In order to present their data on discrimination against Asian-Americans in the United States, Dataface Dataface required some bespoke interactive charts, based on some attractive inhouse designs. They wanted the charts done with Svelte and suggested using the LayerCake library, which provides a clever Svelte based scaffold for D3 etc. dataviz.
I hadn’t come across LayerCake, surprisingly, but was intrigued. Some basic exploration pursuaded me that it was worth further effort and using it for the first time would make crafting the charts an invigorating experience. Having built the charts in the (fairly tight) time available, I’m convinced it’s a great addition to any Svelte datavizzer’s armoury.
You can check out the finished site here. Here’s a brief run-down of the charts produced:
Barchart with dropdown triggered transitions
The barchart updates smoothly as the user uses dropdown options to change the reflected data. With conventional D3, this just requires the addition of a few lines (
duration methods) but with Svelete things are a little trickier. It’s somewhat of a black art but I’m getting there, craft wise. Having the bar width and position resize is a good test of competence here.

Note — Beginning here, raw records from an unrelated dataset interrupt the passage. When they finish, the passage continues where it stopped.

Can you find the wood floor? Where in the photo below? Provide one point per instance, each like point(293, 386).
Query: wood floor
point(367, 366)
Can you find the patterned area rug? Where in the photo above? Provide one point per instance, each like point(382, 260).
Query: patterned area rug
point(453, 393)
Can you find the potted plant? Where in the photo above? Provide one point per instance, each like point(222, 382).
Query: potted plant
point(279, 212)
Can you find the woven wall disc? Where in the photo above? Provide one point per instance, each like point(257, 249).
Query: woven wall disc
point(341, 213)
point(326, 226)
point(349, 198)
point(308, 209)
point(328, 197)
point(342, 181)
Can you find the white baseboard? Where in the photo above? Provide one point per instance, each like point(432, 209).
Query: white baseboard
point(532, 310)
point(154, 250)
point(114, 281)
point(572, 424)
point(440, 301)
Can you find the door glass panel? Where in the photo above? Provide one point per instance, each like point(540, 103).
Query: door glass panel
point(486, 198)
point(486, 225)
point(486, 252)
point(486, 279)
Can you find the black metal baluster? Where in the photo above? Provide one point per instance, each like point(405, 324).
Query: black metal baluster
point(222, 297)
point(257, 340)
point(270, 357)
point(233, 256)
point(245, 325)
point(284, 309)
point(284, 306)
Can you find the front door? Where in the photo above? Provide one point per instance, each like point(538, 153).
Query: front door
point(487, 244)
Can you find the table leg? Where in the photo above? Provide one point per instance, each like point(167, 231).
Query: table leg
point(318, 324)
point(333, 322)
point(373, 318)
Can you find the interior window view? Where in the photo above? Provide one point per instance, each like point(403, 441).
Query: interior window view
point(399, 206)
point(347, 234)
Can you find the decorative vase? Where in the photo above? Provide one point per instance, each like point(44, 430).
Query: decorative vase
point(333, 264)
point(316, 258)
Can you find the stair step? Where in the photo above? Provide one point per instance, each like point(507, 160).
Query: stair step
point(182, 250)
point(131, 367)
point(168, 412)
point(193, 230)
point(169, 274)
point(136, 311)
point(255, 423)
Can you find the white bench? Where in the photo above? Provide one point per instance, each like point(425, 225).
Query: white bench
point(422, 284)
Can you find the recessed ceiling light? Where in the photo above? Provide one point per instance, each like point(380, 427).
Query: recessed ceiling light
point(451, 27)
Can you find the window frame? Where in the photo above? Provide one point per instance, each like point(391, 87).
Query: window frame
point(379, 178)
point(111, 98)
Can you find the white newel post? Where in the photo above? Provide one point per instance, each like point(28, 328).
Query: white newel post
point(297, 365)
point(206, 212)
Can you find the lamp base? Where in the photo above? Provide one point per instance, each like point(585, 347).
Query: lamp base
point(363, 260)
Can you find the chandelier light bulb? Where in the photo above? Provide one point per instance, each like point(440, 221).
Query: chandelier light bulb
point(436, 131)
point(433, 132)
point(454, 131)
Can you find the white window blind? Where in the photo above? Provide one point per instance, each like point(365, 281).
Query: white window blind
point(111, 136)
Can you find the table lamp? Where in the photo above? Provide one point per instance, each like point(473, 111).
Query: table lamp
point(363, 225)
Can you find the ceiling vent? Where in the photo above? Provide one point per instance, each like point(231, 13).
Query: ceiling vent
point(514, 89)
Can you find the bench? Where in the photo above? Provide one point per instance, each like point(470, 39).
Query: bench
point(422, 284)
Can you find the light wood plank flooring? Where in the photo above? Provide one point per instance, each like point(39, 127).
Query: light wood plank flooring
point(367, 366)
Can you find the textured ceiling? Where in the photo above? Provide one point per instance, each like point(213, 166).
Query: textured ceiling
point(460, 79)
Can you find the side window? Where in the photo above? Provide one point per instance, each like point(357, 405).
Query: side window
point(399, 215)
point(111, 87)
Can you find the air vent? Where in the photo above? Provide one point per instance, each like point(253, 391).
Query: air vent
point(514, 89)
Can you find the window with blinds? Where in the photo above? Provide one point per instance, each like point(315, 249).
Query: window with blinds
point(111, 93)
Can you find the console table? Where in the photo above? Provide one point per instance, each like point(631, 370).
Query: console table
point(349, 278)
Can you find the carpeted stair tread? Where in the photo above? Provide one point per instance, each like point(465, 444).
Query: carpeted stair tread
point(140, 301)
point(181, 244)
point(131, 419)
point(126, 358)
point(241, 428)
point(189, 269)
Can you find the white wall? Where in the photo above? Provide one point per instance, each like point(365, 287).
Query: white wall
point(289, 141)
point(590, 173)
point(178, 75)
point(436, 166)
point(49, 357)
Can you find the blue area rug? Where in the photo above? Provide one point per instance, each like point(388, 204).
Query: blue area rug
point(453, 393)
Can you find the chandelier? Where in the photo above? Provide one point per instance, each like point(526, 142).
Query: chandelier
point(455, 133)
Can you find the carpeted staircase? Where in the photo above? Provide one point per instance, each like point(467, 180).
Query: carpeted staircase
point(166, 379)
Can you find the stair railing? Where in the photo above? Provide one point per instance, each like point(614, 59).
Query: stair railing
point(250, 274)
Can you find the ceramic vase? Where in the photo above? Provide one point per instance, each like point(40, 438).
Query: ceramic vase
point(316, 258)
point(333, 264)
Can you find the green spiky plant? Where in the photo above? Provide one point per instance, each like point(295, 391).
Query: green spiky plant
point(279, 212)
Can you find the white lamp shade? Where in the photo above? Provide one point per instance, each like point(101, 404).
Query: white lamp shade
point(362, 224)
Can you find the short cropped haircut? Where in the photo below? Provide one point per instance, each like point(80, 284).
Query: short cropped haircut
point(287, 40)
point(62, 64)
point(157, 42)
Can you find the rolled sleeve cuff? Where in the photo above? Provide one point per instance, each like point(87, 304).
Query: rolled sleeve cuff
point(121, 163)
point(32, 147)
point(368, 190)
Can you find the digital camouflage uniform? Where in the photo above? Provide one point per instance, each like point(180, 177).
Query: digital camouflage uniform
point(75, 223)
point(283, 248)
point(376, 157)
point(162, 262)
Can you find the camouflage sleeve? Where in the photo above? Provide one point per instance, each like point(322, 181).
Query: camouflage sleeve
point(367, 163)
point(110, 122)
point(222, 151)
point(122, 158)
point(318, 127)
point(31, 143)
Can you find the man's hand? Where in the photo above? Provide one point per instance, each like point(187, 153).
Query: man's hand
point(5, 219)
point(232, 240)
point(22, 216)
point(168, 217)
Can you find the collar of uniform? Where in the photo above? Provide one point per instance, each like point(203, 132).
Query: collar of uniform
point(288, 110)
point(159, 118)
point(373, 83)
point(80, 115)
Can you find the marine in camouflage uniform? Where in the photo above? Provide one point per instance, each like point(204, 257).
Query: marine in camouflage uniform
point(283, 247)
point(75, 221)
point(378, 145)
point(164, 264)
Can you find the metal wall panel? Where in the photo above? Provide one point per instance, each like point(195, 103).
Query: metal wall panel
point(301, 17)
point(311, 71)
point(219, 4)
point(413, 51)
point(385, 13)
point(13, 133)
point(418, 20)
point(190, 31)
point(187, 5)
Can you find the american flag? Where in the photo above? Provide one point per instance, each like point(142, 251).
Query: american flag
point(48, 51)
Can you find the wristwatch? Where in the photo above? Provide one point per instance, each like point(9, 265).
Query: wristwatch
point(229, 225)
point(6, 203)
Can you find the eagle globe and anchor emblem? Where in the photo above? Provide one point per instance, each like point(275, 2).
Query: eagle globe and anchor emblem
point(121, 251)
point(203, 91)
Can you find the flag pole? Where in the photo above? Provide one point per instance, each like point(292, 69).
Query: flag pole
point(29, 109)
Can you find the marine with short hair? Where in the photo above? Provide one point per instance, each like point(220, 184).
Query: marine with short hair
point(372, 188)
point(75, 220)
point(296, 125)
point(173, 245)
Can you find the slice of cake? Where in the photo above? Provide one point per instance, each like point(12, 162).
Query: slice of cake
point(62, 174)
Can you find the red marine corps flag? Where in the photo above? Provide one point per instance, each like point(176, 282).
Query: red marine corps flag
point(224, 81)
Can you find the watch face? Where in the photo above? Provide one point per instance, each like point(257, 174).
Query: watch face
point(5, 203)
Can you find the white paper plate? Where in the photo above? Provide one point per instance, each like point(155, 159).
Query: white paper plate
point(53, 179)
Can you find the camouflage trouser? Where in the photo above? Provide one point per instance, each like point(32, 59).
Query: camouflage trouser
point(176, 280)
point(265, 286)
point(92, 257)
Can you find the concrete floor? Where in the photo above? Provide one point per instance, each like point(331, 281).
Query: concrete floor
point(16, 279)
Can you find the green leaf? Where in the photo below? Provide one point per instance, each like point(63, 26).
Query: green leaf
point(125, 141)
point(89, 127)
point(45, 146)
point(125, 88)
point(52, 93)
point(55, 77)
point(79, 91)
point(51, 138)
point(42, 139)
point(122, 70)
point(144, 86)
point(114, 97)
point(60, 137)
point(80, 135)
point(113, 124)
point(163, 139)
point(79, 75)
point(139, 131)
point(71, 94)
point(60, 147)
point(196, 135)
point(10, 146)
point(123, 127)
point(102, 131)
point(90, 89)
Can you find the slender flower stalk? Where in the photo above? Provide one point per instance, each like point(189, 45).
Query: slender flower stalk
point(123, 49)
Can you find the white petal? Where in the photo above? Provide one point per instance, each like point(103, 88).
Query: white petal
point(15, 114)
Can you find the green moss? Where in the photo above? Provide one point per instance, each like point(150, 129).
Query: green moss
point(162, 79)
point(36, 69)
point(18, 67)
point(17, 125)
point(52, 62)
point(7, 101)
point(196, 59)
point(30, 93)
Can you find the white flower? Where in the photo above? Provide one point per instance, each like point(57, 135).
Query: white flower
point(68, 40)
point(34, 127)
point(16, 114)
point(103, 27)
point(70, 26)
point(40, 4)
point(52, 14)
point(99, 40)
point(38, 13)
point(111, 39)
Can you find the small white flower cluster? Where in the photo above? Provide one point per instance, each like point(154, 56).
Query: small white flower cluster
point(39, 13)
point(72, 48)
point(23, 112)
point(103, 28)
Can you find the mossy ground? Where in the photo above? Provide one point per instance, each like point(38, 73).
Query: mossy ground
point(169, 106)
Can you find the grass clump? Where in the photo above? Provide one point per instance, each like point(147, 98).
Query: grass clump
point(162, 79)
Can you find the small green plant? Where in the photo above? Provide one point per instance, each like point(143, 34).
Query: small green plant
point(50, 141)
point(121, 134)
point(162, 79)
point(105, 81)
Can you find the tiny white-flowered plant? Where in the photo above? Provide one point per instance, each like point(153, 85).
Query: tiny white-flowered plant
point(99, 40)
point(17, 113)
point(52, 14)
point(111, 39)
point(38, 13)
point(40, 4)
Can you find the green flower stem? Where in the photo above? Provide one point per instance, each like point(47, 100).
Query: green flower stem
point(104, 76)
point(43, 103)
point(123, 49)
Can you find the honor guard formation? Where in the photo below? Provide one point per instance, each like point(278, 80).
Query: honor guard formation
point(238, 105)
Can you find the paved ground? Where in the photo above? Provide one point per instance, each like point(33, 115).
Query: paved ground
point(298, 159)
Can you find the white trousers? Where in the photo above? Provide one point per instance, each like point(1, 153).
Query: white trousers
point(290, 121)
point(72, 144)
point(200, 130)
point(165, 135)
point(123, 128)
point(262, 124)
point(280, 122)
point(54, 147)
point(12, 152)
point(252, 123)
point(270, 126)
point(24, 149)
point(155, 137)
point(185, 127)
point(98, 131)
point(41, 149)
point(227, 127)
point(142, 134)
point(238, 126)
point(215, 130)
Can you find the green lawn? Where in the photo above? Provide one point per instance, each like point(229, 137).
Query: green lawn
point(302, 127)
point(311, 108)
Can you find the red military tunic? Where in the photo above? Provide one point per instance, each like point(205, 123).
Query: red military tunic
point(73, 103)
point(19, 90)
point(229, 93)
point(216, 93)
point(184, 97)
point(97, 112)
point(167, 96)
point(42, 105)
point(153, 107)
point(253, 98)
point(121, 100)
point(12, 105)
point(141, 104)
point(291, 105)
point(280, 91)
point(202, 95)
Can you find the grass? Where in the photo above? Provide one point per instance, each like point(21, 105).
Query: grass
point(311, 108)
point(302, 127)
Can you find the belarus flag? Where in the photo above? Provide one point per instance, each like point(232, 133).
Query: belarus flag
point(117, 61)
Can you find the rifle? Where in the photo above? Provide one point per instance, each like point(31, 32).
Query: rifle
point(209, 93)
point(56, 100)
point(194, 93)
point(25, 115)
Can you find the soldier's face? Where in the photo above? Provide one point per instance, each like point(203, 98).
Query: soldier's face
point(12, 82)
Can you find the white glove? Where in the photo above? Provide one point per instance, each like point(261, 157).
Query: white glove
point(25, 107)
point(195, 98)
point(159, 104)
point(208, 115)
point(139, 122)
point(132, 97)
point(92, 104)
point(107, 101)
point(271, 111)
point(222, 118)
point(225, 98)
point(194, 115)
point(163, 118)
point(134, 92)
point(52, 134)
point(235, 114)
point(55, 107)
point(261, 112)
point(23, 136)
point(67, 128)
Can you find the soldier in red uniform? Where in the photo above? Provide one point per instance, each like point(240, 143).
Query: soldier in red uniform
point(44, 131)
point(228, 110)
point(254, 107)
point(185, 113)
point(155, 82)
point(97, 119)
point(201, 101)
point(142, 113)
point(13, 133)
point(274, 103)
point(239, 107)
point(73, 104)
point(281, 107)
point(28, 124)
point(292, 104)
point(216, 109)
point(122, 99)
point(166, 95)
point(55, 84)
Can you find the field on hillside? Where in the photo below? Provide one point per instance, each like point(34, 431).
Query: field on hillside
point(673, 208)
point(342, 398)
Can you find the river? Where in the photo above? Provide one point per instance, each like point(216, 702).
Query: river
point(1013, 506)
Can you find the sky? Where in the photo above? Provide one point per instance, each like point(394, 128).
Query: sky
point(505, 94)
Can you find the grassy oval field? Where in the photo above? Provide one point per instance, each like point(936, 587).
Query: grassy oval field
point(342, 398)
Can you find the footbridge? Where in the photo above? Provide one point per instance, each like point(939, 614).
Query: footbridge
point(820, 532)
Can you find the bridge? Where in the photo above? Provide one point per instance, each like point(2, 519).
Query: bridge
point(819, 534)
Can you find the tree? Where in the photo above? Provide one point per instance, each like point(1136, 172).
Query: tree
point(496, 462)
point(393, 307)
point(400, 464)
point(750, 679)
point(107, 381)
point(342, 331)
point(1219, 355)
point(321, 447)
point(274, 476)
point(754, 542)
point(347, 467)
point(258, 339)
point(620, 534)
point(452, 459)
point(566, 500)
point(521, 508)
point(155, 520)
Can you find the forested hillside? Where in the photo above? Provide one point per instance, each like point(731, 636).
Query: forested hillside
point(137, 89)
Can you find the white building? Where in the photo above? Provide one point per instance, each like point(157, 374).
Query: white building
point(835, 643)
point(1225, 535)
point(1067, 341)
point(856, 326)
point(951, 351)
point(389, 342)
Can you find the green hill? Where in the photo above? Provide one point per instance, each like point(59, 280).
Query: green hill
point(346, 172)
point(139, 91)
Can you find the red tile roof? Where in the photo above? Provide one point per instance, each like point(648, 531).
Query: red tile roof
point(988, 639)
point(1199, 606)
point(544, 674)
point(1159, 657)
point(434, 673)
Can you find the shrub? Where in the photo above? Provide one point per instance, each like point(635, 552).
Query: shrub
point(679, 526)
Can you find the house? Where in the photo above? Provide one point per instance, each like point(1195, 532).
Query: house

This radial chart has smooth transitions as the dataset changes. The power of Svelte (using the powerful D3 scaling module) lies in crafting bespoke charts not available in standard JS libraries - if you can visualize it and SVG can describe it, then it can be done.
This uses a powerful JS Wordcloud library developed by Jason Davies, one of the co-creators of D3. This is hooked into a Svelte component with a few tweaks necessary to get them to play nicely.
Bubblechart with user driven transitions
This bubble-chart adapts to changing datasets with smooth transitions. The axis tick labels needed to adapt to available space and embedded HTML with the SVG context turned out to be the right way to go and a powerful technique for SVG text-labelling in general. Text is tricky with SVG but HTML handles multi-line text, reflow etc. with ease.
Percentages with a colored grid
The trickiest part of this chart was getting cool transitions as the data is updated. The idea was to have the grid elements update domino style, in turn. This phased update required a few tricks with Svelte transitions - there are lots of ways to skin that cat but crafting elegant solutions is hard.